Is there a way to change these tabs? I realize it's possible to put them up the side of the window, but then they take up even more space!

If this isn't possible with theme-ing or gnome configuration, are there any terminal programs like terminator that can handle the tabs themselves? (Ideally in a more elegant fashion!)

alt text

  • 2
    Actually, the tabs fit in perfectly with the Gtk theme you use, because it's the theme that paints them like that. It's possible to override a theme for 1 application though (see Gtk theming manuals/how-tos for how to do that). My guess is that the close buttons make the tabs rather high.
    – JanC
    Dec 12, 2010 at 23:20
  • Problem is well described here old.nabble.com/… Nov 15, 2011 at 22:42
  • adamnfish, +1 for the question but I suggest unmarking the Screen suggestion as the correct answer. GNU Screen rocks but that does not mean that Terminal tabs should be ugly Nov 15, 2011 at 22:42

4 Answers 4


As pointed out by JanC, terminator uses the default gtk theme on your system. It is true that the problem can be solved by putting close_button_on_tab = False in your ~/.config/terminator/config Also, you could change the gtk theme. Or, you could define a special gtk setting specially for terminator. To do that, add the following lines to your gtkrc file:

style "notebook" = "default"
    xthickness = 0
    ythickness = 0

widget_class "terminator*.GtkNotebook"       style "notebook"
class "terminator*.GtkNotebook"              style "notebook"
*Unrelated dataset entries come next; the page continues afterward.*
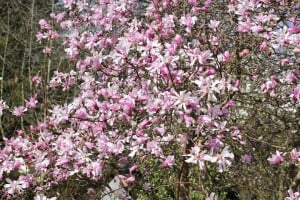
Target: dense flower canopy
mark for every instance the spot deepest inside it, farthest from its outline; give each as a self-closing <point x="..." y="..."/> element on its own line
<point x="154" y="80"/>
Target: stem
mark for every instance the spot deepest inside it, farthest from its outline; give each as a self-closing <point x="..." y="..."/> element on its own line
<point x="30" y="44"/>
<point x="3" y="67"/>
<point x="183" y="186"/>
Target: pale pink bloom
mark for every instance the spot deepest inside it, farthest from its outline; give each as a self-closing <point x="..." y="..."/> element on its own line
<point x="293" y="195"/>
<point x="31" y="103"/>
<point x="13" y="186"/>
<point x="44" y="24"/>
<point x="189" y="21"/>
<point x="3" y="106"/>
<point x="213" y="24"/>
<point x="296" y="94"/>
<point x="247" y="158"/>
<point x="263" y="46"/>
<point x="36" y="79"/>
<point x="276" y="158"/>
<point x="193" y="2"/>
<point x="19" y="111"/>
<point x="47" y="50"/>
<point x="182" y="99"/>
<point x="291" y="77"/>
<point x="198" y="157"/>
<point x="295" y="155"/>
<point x="224" y="159"/>
<point x="244" y="53"/>
<point x="168" y="162"/>
<point x="212" y="196"/>
<point x="43" y="197"/>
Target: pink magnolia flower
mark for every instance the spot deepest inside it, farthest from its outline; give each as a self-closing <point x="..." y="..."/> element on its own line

Observe that you are modifying the standard Gtk widget called "GtkNotebook". This is whats responsible for tabs. If you want this to work in every application (not just terminator) then use instead:

widget_class "*GtkNotebook"       style "notebook"
class "*GtkNotebook"              style "notebook"

This will then affect all applications. To change the color of the text in the tab, use:

style "notebook_maybelabel" = "default"
   fg[NORMAL]        = "#0000AA"
   text[NORMAL]        = "#0000AA"

widget_class "terminator*.GtkNotebook*"       style "notebook_maybelabel"
class "terminator*.GtkNotebook*"              style "notebook_maybelabel"
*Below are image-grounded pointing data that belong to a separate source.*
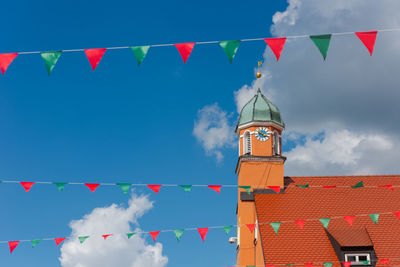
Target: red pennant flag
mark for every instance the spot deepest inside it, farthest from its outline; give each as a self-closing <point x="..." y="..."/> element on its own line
<point x="154" y="235"/>
<point x="105" y="236"/>
<point x="5" y="61"/>
<point x="276" y="45"/>
<point x="277" y="189"/>
<point x="387" y="186"/>
<point x="349" y="219"/>
<point x="12" y="245"/>
<point x="92" y="187"/>
<point x="154" y="187"/>
<point x="251" y="226"/>
<point x="59" y="240"/>
<point x="216" y="188"/>
<point x="94" y="56"/>
<point x="185" y="49"/>
<point x="368" y="39"/>
<point x="384" y="261"/>
<point x="300" y="223"/>
<point x="27" y="185"/>
<point x="203" y="232"/>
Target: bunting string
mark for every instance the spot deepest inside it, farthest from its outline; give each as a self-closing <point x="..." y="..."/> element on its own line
<point x="230" y="48"/>
<point x="203" y="231"/>
<point x="188" y="187"/>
I am not a Gtk expert, and this advice may contain errors.


check out urxvt. One of the main reasons I moved to it was the great way it handles tabs.

Add this to your .Xdefaults

 URxvt.perl-ext-common:  default,tabbed,matcher

It is possibe through GTK CSS config file. Create the ~/.config/gtk-3.0/gtk.css then you'll able to add some CSS selector and it's attributes. There are some good examples: Remove ugly fat bazel from gnome-terminal with multiple-tabs


Try screen.

Create different "tabs" with Ctrl-a c and switch between them with Ctrl-a Ctrl-a (to toggle to the window displayed previously) or directly with Ctrl-a <number of tab> (to switch to window number "number of tab").

Ctrl-a " presents a list of all windows for selection.

For more information take a look at man screen.

  • 2
    Or even byobu, which is just like screen, but presented in Technicolor® ;-) Dec 12, 2010 at 21:53
  • Yeah, I'm aware I could use screen instead but I'm typically using emacs and I'd rather not lose ctrl + a, for instance. I may end up going down this route by customising screen but it is nice having the tab controls be consistent with the rest of the OS so if there's a way to reduce the padding on the gnome tabs I'd prefer that!
    – adamnfish
    Dec 12, 2010 at 22:41
  • 1
    @adamnfish: you can configure the screen prefix shortcut to something else.
    – JanC
    Dec 12, 2010 at 23:17
  • 5
    -1 Sometimes I need to use screen, sometimes I need to used tabs. I would like both of them to look nice. Nov 15, 2011 at 22:39
  • 3
    I'd recommend tmux over screen: better (imo) windows ('tabs') and 'panes' (vertical and horizontal screen splitting. (I run emacs inside of a tmux session exclusively.)